Каждую неделю Илья Данишевский отбирает для "Сноба" самое интересное из актуальной литературы. Сегодня "Сноб" публикует фрагмент книги Фернандо Арамбуру (выходит в издательстве Corpus). Фернандо Арамбуру написал роман "Родина" после того, как баскская террористическая группировка ЭТА объявила о прекращении вооруженной борьбы. Тогда, по словам писателя, у него возникла острая потребность разобраться, что же происходило с людьми в этот трагический период, почему убийства и насилие вызывали у многих поддержку или сочувствие, в то время как несогласные хранили боязливое молчание. Отказываясь от роли судьи, Арамбуру на примере двух баскских семей рассказывает недавнюю историю целого народа
В мадридской гостинице во время ужина убили депутата, избранного от "Эрри Батасуна", Хосу Мугурусу тридцати одного года. По этому поводу вспыхнула всеобщая забастовка. В больших городах протесты прошли довольно вяло. А жителям поселков деваться было некуда.
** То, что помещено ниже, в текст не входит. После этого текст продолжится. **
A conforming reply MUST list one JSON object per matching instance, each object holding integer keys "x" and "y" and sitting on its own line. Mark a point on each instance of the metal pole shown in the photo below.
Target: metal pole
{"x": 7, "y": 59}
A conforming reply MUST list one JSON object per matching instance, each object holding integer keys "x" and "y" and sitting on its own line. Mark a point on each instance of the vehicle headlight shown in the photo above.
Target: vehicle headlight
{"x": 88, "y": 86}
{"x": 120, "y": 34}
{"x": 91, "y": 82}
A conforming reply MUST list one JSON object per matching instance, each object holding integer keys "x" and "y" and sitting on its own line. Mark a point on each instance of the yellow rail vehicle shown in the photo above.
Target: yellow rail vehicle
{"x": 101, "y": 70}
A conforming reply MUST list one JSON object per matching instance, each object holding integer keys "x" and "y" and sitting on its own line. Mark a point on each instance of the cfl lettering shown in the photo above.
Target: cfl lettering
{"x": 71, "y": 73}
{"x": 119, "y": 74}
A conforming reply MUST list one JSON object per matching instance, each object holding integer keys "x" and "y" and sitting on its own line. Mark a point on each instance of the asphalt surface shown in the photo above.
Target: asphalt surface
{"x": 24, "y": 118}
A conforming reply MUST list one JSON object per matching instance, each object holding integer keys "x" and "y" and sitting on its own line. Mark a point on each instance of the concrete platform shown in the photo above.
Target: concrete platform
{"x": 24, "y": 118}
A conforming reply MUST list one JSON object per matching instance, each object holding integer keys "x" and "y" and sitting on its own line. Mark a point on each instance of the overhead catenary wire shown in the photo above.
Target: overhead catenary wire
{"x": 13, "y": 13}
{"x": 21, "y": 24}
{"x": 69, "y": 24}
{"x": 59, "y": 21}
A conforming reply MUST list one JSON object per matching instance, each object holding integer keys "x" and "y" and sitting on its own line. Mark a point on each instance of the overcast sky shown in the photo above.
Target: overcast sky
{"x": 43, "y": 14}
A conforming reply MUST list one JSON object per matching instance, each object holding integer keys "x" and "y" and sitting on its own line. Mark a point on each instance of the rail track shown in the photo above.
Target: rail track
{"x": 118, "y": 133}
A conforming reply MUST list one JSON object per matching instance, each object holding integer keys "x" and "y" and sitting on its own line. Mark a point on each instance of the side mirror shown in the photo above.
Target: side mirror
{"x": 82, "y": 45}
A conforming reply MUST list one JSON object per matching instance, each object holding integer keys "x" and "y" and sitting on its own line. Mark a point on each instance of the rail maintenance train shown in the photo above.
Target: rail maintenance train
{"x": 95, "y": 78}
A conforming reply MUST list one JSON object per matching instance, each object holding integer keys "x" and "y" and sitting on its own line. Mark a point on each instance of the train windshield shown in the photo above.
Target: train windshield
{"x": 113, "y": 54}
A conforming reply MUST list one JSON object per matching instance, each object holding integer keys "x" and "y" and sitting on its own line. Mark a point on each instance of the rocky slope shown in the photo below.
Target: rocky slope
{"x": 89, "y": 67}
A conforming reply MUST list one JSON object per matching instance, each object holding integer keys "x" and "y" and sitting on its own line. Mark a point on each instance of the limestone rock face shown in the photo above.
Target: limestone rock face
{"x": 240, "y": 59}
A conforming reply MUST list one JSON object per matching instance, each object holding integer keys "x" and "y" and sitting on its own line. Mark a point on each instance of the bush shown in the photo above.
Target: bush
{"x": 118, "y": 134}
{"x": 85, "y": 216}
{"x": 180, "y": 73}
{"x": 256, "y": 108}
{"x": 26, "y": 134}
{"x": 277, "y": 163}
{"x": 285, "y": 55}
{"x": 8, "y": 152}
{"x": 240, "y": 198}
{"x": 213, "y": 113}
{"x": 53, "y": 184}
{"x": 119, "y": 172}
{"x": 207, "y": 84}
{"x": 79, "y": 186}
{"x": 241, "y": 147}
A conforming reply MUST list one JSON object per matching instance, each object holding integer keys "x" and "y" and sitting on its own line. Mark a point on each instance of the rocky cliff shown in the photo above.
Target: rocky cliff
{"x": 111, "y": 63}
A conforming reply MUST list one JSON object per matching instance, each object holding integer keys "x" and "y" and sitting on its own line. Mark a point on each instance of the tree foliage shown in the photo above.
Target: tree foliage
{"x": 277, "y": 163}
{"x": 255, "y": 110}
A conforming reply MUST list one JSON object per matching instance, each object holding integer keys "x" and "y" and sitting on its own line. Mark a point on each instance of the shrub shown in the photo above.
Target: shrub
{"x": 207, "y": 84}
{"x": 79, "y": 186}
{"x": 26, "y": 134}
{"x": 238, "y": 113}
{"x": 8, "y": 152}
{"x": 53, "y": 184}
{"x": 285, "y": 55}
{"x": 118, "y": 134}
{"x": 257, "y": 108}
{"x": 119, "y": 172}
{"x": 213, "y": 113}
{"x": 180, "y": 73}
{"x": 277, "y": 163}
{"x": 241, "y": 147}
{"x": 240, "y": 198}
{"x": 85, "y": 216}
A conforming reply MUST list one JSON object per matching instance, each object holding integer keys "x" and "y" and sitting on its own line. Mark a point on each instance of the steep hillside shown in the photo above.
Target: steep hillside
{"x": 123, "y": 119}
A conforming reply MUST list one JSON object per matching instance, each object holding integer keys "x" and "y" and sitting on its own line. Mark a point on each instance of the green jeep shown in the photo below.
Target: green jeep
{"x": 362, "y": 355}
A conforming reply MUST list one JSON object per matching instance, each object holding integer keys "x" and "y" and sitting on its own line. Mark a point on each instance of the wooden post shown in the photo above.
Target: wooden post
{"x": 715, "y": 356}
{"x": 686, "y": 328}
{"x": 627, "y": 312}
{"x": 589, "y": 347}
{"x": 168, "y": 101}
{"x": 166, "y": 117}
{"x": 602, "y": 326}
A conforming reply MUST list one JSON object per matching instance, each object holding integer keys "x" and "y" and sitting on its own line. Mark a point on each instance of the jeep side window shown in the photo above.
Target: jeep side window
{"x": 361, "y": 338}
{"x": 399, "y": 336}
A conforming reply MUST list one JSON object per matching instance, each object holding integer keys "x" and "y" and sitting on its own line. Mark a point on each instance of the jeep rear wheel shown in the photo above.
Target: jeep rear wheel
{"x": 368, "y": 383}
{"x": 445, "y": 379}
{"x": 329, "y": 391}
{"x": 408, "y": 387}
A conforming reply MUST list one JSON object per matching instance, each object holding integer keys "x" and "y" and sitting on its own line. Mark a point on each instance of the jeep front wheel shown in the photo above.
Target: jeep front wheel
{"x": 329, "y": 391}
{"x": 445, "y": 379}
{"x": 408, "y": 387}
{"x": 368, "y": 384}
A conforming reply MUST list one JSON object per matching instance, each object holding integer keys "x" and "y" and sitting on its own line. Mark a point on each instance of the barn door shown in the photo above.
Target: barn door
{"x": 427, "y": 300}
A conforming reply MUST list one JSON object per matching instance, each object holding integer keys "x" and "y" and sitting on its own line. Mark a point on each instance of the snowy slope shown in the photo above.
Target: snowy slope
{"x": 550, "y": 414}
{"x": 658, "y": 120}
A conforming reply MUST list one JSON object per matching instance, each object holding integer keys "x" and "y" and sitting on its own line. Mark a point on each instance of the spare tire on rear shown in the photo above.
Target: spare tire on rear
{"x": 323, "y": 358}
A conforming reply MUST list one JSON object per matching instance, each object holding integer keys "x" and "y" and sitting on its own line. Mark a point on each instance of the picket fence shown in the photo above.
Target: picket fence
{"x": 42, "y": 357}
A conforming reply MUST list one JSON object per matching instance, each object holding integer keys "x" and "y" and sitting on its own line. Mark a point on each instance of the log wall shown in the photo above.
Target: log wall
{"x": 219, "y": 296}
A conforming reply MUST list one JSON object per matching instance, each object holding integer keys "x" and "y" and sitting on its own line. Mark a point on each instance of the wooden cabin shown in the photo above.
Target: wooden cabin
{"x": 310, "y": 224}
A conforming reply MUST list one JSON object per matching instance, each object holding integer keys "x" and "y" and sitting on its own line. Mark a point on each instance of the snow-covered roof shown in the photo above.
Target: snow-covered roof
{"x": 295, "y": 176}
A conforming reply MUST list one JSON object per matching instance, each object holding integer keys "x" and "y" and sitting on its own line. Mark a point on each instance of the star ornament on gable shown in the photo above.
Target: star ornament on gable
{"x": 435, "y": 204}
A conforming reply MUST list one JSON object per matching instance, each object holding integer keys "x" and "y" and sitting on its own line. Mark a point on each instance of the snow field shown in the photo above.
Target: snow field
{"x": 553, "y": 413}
Либо полное прекращение работы (в том числе в магазинах, барах, мастерских), либо жди кары на свою голову. Сидя у себя на верхотуре, Чато видел, что несколько его работников стоят у ворот, где висит тот же, что и в прошлые разы, плакат. Их было трое. Андони с кольцом в ухе и еще двое. Остальные затаились по домам. Один позвонил ему вчера вечером по телефону, и Чато, сытый по горло звонками с угрозами, когда на него вешали всех собак, называли эксплуататором, фашистом и сукиным сыном — пора тебе, сволочь, составлять завещание, — долго сомневался, брать трубку или нет. Наконец все‑таки взял, решив, что звонить вполне могла и Нерея из Сарагосы, заранее ведь никогда не узнаешь. Но нет, просто один работник хотел со всем почтением сообщить хозяину, что лично он предпочел бы выйти на работу.
— Если ты хочешь работать, что тебе мешает?
— Разве вы не понимаете, когда все остальные…
На следующий день, остановив ранним утром машину перед воротами, Чато уже знал, зачем те трое там дежурят. Было холодно, трава за ночь покрылась инеем, с реки поднимался туман и на несколько часов зависал в низине. Хозяин с опаской посмотрел на троицу:
— Ну и что?
Андони состроил свирепую мину и с вызовом вздернул подбородок:
— Сегодня никто работать не будет.
— Кто не будет работать, тот не получит зарплаты.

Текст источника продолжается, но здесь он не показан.